U of C professors, staff and alumni discussed the global implications of the November Mumbai attacks in a panel discussion at the International House on Wednesday. Though each panelist offered a singular interpretation of the attacks, common themes throughout the discussion included the historical marginalization of Muslims and the role of the Hindu right.

Professors Martha Nussbaum, Robert Pape and Steven Wilkinson were joined by Associate Director of the South Asia Language and Area Center and the Committee on South Asian Studies Tarini Bedi and recent history PhD graduate Manan Ahmed.

Wilkinson, a political science professor, opened the discussion with observations about India’s “highly competitive” democracy. In today’s India, he said, it is increasingly in the interest of political leaders to defend minorities―especially following the transfer of power from right-wing BJP to the Congress Party in 2004. Nonetheless, Wilkinson said that there is a continuing discrimination of the Indian Muslim minority.

Indian Muslims were discussed as targets not only of discrimination, but of acts of violence. Both Nussbaum and Pape pointed to the 2002 Gujarat riots and to the 1992 Babri Mosque demolition as examples of violence perpetrated by the Hindu right-wing against the Muslim community. Nussbaum argued that their historical marginalization has put Indian Muslims in particular in the unfair position of justifying and confirming their allegiance to the nation in the days immediately following the November attacks. Pape also named fear and nationalist anger, coupled with a lack of information in the aftermath, as causes for the demonization of Islam in the discourse surrounding terrorism acts in general―Mumbai included.

Pape expanded on the causes and motivations of suicide terrorism, and stressed that any solution must come to grips with the political grievances of attackers rather than harping on religious or other alignments.
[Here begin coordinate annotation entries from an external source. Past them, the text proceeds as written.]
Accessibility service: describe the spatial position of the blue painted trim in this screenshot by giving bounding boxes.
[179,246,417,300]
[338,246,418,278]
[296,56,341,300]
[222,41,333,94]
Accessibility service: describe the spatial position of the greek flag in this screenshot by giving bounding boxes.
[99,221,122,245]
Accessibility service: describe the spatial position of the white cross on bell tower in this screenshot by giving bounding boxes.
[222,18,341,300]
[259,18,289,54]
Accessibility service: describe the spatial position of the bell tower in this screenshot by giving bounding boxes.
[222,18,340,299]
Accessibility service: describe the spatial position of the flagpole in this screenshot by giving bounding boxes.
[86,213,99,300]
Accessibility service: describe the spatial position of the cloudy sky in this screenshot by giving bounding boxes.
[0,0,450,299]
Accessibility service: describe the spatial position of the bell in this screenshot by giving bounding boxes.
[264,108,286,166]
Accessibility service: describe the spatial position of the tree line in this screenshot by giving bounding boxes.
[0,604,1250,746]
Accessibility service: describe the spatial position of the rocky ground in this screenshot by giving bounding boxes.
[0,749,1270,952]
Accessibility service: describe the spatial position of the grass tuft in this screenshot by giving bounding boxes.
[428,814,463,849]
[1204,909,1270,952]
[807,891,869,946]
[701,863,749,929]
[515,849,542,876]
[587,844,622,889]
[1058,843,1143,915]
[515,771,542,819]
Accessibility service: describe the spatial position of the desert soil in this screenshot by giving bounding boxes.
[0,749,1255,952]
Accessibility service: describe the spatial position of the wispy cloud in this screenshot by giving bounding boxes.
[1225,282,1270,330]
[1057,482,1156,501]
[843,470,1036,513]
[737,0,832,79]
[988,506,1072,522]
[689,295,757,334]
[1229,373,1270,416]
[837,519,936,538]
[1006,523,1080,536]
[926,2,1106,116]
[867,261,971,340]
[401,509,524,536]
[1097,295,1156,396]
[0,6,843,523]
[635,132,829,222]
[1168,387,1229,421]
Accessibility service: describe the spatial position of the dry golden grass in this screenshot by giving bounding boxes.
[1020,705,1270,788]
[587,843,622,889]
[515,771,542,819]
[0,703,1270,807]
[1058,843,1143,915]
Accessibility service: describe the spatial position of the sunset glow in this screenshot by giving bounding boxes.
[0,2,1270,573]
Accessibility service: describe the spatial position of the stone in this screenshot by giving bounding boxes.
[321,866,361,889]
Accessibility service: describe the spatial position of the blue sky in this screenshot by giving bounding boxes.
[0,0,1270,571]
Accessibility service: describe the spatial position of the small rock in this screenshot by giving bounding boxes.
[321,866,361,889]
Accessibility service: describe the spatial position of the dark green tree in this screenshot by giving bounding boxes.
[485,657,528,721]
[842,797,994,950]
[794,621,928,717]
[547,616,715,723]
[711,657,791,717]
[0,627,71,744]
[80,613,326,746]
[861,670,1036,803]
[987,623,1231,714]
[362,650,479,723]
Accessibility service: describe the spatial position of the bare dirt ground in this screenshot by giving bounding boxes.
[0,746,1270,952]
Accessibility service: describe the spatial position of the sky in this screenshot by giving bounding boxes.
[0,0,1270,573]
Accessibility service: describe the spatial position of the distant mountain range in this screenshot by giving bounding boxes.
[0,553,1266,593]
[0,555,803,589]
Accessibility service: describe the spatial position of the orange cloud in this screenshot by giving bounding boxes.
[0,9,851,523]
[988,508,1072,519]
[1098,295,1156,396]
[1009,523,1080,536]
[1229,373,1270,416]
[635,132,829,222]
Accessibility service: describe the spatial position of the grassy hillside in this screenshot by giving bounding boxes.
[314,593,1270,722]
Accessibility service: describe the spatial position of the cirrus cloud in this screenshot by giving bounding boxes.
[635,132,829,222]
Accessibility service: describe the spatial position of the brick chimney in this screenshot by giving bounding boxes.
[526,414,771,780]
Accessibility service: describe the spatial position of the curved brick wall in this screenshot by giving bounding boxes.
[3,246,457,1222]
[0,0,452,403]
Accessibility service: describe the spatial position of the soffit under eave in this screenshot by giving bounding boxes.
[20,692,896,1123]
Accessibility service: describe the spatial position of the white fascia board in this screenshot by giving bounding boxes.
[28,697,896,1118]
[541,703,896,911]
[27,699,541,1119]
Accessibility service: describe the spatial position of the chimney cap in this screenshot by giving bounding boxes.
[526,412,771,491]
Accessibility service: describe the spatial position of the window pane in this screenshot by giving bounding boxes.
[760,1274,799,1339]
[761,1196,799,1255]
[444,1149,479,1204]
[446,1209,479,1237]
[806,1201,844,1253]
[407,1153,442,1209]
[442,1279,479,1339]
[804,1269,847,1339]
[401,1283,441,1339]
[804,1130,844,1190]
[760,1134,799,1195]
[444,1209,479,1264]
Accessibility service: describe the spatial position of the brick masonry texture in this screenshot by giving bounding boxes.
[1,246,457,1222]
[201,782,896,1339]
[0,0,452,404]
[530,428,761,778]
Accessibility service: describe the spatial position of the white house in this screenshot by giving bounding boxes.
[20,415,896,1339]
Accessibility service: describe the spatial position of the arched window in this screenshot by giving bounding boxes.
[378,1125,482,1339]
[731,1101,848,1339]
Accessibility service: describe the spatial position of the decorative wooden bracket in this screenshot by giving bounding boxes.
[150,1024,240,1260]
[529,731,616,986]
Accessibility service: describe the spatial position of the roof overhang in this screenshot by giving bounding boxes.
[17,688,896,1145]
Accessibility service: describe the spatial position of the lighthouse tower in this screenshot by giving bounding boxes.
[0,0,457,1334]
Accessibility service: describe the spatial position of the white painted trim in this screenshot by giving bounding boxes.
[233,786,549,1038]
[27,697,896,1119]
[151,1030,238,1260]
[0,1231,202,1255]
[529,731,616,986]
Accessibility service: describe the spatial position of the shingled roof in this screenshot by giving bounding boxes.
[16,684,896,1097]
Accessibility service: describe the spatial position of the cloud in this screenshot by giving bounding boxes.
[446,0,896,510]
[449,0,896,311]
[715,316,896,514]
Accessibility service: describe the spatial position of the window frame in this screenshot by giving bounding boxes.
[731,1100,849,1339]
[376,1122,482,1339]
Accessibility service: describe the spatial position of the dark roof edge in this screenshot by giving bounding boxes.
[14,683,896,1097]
Bedi also focused on the discourse that has surrounded the Mumbai attacks, in the media and elsewhere. She remarked on a resistance to invoking “the abstract category of al-Qaeda” for understanding the events. Subsuming interpretations of the November attacks into the international counter-terrorist discourse primarily put forth by the U.S. and its allies, argued Bedi, fails to explain the specificity of the events. Bedi nevertheless recognized that transnational audiences followed the Mumbai attacks and were re-constituted through “shared narratives of survival.”

Ahmed discussed the “burden of tribalism” in the context of attempting to explain conflict in South Asia. The role of Pakistan and its status as a seemingly “incoherent” nation-state harboring conflict and terrorism, argued Ahmed, must be understood as the result of its history of military rule. Ahmed urged that regional forces in South Asia be put “on the same plane.”

In response to a question from an audience member, Wilkinson clarified that no single regional identity in India has been the sole target of violence and discrimination. “Pluralism in Mumbai has managed to keep its voice in the face of attempts to erode cosmopolitanism,” said Bedi in her concluding remark.